Doing some multi-thread prime number finding tests now. This uses software called LLR, which uses the same math library as Prime95. Work is PrimeGrid PSP, currently they're running the 1280k FFT size.
On first 3 systems I tested running 4x single threads, and compared it to one task 4 threads.
i5-4570S stock saw a 4.06x speedup, for a small throughput bonus. This is still advantageous as shorter time to return work increases your chance of being the initial prime finder.
i5-5675C OC 3.5 saw a 3.76x speedup, so actually a loss in throughput here. This is probably an exception due to its large L4 cache, meaning the single threads were probably not being ram limited, and we lose a little from MT overhead.

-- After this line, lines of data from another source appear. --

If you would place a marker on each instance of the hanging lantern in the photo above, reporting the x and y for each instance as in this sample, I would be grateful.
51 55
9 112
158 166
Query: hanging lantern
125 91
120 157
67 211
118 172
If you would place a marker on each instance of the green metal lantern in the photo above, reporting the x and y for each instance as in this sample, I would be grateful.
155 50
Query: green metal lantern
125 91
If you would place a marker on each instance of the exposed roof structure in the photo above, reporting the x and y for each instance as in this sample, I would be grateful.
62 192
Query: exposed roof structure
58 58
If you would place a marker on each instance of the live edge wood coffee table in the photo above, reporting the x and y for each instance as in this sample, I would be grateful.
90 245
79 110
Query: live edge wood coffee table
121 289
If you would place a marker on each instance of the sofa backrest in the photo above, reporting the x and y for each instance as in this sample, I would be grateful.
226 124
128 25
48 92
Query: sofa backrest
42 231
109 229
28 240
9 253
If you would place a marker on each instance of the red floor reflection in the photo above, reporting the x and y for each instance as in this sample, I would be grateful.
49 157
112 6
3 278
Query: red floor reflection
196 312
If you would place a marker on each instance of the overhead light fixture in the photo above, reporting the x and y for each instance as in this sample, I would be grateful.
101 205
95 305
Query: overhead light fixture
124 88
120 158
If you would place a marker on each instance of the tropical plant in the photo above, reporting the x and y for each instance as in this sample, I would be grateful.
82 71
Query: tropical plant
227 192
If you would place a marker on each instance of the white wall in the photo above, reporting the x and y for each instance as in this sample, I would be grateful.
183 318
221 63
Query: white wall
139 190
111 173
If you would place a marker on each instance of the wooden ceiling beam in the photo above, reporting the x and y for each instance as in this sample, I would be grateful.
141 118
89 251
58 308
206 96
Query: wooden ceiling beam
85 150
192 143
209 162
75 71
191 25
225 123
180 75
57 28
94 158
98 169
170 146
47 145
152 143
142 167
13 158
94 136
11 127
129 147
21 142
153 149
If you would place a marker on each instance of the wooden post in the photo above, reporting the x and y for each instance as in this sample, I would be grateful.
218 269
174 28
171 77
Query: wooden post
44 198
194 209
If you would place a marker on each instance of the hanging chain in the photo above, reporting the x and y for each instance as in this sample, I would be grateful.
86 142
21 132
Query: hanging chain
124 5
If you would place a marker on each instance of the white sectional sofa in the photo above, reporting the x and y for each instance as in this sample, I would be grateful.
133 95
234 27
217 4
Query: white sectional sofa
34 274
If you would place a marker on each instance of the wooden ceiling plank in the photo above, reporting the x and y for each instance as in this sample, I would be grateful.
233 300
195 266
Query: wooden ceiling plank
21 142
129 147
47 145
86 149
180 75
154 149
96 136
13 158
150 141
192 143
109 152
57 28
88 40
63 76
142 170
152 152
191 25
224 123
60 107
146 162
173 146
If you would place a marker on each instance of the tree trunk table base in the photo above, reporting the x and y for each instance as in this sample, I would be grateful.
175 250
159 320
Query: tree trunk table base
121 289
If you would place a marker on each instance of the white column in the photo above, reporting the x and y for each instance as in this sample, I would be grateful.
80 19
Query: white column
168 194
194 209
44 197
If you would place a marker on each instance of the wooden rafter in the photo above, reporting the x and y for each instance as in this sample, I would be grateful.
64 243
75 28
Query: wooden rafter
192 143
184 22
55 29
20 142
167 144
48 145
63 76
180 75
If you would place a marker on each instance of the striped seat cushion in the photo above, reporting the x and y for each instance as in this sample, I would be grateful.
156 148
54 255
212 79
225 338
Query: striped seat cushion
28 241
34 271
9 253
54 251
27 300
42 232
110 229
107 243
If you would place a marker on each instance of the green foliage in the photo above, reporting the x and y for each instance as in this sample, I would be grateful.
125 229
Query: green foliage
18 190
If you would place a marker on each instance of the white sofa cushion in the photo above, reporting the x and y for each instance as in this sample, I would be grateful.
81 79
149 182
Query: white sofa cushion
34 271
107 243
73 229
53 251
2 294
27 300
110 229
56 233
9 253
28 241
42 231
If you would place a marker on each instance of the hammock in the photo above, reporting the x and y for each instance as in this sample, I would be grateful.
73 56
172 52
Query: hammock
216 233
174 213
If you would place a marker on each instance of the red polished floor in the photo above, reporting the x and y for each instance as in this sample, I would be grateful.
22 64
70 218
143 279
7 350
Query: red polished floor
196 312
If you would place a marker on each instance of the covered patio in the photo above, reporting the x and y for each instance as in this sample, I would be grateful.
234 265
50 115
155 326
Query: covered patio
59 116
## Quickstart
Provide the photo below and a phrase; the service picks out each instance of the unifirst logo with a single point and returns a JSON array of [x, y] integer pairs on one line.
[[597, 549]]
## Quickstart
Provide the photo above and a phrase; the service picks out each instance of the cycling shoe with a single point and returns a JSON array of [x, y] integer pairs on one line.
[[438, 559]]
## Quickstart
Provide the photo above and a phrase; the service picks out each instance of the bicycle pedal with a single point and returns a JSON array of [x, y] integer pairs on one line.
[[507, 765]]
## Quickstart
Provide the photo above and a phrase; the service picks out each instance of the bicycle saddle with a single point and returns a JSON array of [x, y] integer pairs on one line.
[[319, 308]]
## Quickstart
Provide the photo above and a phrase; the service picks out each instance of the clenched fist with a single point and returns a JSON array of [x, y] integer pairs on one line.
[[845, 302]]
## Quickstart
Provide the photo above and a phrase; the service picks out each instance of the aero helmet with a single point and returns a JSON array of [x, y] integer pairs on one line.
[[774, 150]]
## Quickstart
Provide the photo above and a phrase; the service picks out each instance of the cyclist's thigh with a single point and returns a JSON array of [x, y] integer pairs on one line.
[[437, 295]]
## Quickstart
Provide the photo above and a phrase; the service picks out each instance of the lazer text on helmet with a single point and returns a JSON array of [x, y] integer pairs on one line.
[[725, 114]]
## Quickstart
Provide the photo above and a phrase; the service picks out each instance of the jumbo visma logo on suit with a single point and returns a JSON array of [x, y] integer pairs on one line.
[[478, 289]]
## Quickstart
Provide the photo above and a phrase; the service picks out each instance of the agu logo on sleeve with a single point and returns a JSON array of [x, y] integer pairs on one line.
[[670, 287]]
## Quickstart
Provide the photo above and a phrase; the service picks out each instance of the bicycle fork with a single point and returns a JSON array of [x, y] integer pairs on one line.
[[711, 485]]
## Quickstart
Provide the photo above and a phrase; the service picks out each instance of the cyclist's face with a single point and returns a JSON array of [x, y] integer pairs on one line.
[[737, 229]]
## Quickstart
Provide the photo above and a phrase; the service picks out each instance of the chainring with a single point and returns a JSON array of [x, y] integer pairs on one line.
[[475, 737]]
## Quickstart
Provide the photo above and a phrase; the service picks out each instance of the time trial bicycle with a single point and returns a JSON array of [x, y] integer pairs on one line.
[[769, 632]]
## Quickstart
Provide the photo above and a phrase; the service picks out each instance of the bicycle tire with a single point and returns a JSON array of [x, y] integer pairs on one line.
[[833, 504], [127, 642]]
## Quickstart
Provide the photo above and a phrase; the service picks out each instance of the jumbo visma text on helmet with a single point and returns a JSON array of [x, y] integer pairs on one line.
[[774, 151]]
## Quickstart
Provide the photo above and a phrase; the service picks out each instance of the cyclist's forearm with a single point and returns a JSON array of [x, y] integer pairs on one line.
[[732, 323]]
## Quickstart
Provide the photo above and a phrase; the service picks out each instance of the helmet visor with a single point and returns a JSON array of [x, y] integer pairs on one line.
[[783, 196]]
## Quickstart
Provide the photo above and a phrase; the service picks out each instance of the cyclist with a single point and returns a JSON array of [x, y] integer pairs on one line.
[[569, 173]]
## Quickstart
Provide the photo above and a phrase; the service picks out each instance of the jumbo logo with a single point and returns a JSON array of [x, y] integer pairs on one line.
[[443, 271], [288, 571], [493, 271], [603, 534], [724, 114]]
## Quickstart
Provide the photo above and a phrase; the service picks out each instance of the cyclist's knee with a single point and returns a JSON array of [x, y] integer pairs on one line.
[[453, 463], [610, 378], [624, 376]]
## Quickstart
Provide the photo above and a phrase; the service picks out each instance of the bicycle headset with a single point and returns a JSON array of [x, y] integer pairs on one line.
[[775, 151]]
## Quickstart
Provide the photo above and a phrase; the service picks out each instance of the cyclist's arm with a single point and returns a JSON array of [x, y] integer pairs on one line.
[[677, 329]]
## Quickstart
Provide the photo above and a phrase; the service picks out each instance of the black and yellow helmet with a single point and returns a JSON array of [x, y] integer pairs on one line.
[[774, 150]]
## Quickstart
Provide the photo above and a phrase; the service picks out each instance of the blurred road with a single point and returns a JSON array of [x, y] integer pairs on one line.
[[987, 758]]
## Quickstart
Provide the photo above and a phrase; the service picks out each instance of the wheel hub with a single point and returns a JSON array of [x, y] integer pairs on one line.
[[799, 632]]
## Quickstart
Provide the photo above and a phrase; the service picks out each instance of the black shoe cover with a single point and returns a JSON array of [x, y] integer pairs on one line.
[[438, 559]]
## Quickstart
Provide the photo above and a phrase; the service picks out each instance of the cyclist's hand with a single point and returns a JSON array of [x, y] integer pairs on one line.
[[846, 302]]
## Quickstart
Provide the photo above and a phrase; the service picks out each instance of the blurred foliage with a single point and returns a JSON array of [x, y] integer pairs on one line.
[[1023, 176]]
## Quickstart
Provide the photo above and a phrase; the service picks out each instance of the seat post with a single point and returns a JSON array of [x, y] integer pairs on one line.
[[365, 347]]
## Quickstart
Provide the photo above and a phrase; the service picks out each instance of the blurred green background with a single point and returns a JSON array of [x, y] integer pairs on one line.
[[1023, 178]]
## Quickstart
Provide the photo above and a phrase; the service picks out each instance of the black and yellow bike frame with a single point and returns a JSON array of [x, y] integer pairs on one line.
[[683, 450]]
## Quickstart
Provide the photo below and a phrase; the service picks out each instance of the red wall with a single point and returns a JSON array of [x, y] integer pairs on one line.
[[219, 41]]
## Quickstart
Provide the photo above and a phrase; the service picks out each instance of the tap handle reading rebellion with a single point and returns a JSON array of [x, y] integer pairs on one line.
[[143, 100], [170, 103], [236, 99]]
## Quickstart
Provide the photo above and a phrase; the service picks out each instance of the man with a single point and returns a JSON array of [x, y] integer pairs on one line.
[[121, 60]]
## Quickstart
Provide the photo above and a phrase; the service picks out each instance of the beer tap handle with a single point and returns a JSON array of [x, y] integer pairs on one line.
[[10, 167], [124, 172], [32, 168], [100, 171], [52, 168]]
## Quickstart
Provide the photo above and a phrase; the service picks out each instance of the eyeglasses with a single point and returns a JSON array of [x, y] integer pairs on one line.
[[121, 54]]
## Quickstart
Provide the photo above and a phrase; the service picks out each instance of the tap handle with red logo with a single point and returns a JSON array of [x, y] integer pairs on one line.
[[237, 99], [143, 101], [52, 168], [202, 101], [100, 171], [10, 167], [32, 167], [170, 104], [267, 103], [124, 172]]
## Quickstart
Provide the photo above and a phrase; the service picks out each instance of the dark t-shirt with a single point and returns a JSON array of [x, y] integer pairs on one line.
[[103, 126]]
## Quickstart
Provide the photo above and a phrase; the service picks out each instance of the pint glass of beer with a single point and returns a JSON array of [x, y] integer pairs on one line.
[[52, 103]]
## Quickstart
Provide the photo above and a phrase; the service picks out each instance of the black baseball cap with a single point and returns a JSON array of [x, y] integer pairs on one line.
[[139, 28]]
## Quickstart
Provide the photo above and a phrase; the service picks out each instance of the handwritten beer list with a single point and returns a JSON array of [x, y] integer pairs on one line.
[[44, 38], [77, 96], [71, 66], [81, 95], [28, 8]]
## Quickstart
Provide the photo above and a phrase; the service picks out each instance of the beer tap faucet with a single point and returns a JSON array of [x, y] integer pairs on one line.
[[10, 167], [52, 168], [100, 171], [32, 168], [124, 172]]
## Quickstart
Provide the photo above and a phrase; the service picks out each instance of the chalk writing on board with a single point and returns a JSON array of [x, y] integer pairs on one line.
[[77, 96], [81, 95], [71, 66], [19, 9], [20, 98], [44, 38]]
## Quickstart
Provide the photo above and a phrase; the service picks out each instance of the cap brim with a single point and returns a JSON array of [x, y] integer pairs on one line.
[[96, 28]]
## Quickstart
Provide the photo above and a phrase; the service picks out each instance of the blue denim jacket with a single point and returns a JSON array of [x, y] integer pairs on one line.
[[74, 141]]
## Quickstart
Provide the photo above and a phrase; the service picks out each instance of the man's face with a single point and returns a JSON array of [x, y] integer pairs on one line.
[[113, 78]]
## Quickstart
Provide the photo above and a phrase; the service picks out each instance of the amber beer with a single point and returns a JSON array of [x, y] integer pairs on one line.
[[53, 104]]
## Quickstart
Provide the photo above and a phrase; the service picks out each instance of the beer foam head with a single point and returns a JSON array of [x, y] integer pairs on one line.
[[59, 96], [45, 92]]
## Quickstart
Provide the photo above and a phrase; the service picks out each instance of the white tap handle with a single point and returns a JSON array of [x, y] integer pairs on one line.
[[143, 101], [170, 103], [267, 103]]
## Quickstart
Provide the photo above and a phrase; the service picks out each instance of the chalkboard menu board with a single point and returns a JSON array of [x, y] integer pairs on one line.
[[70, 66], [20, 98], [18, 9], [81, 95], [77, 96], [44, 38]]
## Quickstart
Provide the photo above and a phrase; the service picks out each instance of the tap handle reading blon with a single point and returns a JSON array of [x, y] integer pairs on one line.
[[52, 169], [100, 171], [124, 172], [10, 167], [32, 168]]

i7-6700k OC 4.2 saw a 4.67x speedup. Really nice! Further testing needs to be done with a 6600k to see if the L3 cache plays a significant role in this.
Wait, isn't this a Ryzen thread? I'm running an 8 thread test on stock 1700 now (SMT/HT off on all systems). Note as it is similar to P95 28.xx, it doesn't use the FMA code, although I don't think there is much penalty to use the older AMD optimisation for a general comparison to Intel here. It is currently estimating taking 5.3 hours a unit, which is slightly faster than the 4570S at 6.3 hours, and 5675C at 5.7 hours, but slower than the 6700k at 4.2 hours. E5-2683v3 however is estimating 3.0 hours! I knew Ryzen was never going to be strong in this area, but I've long suspected double the cores at about half the IPC meant it would still be competitive per socket. Note Ryzen has more than enough cache to take ram out of the equation in this task, but there may still be a concern about cross-CCX traffic. I'm not going to run 8x single threads on Ryzen as I don't have long enough to live (probably looking around 2 days runtime for that).